Showing posts with label C. Show all posts
Showing posts with label C. Show all posts

Thursday, 3 May 2018

Is low level programming still relevant these days?

The levels of abstraction have made the application programming much easier and faster. But everything comes at a price.

This is a new type of article here, I hope I will have some more such articles describing programming problems and the practices to solve the former.


Contents

Top


Unlimited Resources Myth


The overhead of various frameworks and libraries sometimes (or should I say always) makes memory usage and CPU utilization less efficient. Fast hardware and loads of RAM lead to sloppy coding practices too, luring the developers into the mirage of endless resources.

Sure thing, most developers would place a check now and than (e.g. making sure malloc does not return NULL, although most of the time this will not happen). But what happens when memory is fragmented? Large data structures will make fragmentation even worse and allocating more memory will become slower and slower.

And yes, eventually the available RAM will shrink.

Top


Basic Data Structure


Consider this data structure:

typedef struct{
  int id; //MAX id < 10000
  int array1[10000]; //MAX element value <= 4
  int array2[10000]; //MAX element value <= 4
} my_struct_type;

struct my_struct_type my_array[10000];

On a 64bit machine the structure will take 8 (id) + 8 x 10000 x 2 (array1,2) = 160008 bytes. Creating an array of 10000 such structures will occupy about 1.6GB. This is a not-so-high level language. Just imagine what size the equivalent structure will be in Java or C#. 
 
Top


Improved Data Structure


Let's take a closer look at the struct. It is noticeable that the arrays operate on very small values, so it would be natural to change the structure to use smallest possible datatype for arrays elements:


typedef struct{
  int id; //MAX id <= 10000
  uint8_t array1[10000]; //MAX element value <= 4
  uint8_t array2[10000]; //MAX element value <= 4
} my_struct_type;

Now the size of the structure is 8 (id) + 1 x 10000 x 2 (array1,2) = 20008 bytes. And the total size is 200MB. That is much more manageable.

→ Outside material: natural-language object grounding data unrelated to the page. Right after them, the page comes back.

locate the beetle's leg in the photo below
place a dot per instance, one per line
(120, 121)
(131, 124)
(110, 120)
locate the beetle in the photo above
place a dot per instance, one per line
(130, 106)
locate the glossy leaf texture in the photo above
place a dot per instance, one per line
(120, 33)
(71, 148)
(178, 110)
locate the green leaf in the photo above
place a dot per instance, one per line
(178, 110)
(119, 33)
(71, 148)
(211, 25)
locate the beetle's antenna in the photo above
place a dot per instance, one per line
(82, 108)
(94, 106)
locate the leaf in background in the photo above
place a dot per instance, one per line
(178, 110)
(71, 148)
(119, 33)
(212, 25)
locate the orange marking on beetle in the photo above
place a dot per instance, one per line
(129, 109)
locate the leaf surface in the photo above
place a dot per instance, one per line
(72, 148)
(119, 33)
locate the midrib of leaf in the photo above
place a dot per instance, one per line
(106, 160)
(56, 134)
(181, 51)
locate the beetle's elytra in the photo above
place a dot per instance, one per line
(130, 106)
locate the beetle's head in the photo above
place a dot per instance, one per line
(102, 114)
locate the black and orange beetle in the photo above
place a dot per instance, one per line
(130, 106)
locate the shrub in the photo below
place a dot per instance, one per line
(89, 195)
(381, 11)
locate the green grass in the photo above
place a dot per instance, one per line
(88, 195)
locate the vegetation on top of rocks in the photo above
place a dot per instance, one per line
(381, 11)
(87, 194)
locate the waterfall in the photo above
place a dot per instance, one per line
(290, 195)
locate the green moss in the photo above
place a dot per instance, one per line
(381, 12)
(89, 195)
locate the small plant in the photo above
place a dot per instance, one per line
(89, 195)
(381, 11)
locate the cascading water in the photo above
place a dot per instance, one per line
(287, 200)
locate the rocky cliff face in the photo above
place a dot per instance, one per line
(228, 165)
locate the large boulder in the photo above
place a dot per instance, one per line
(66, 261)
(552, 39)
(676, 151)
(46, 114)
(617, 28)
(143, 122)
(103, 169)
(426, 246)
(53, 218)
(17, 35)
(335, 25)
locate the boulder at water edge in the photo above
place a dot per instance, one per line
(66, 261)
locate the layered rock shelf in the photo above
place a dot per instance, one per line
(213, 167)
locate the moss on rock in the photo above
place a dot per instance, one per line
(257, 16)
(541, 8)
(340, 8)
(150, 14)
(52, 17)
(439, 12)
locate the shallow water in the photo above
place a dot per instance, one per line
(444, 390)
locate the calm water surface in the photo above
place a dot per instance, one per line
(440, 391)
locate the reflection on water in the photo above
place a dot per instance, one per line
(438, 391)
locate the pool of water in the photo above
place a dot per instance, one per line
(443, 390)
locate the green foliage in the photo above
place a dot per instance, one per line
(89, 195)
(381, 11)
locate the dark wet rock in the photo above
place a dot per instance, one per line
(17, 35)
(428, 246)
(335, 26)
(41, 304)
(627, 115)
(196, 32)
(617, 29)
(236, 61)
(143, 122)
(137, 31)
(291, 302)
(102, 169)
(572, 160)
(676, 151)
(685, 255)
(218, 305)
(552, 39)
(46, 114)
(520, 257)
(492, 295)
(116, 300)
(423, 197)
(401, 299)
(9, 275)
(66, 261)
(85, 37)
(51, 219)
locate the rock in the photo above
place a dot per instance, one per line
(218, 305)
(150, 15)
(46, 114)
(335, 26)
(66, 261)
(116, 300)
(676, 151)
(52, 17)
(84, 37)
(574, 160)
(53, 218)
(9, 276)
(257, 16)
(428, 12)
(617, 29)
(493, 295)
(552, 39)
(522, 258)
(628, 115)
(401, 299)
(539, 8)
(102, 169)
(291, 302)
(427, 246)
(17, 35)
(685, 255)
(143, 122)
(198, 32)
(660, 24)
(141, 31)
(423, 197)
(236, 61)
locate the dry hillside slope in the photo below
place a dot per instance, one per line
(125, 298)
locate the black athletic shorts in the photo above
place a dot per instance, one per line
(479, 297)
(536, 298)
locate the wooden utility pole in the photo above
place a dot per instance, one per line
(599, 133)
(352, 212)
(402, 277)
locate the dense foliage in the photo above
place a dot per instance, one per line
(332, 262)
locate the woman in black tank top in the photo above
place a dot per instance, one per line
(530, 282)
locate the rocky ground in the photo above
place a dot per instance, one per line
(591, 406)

But wait! What will happen if we need more structures  -e.g. 100K? This will lead to 2GB - oops, too much again (to be honest, 200MB is too much anyway).

Most developers (I hope) know that a byte consists of 8 bits. From the data structure comments we can assume that an array element will not occupy more than 2 bytes. So why don't we use bitfields instead of full uint8_t? Well, it's better not to - bitfields are compiler dependent and are not that efficient (more on that later).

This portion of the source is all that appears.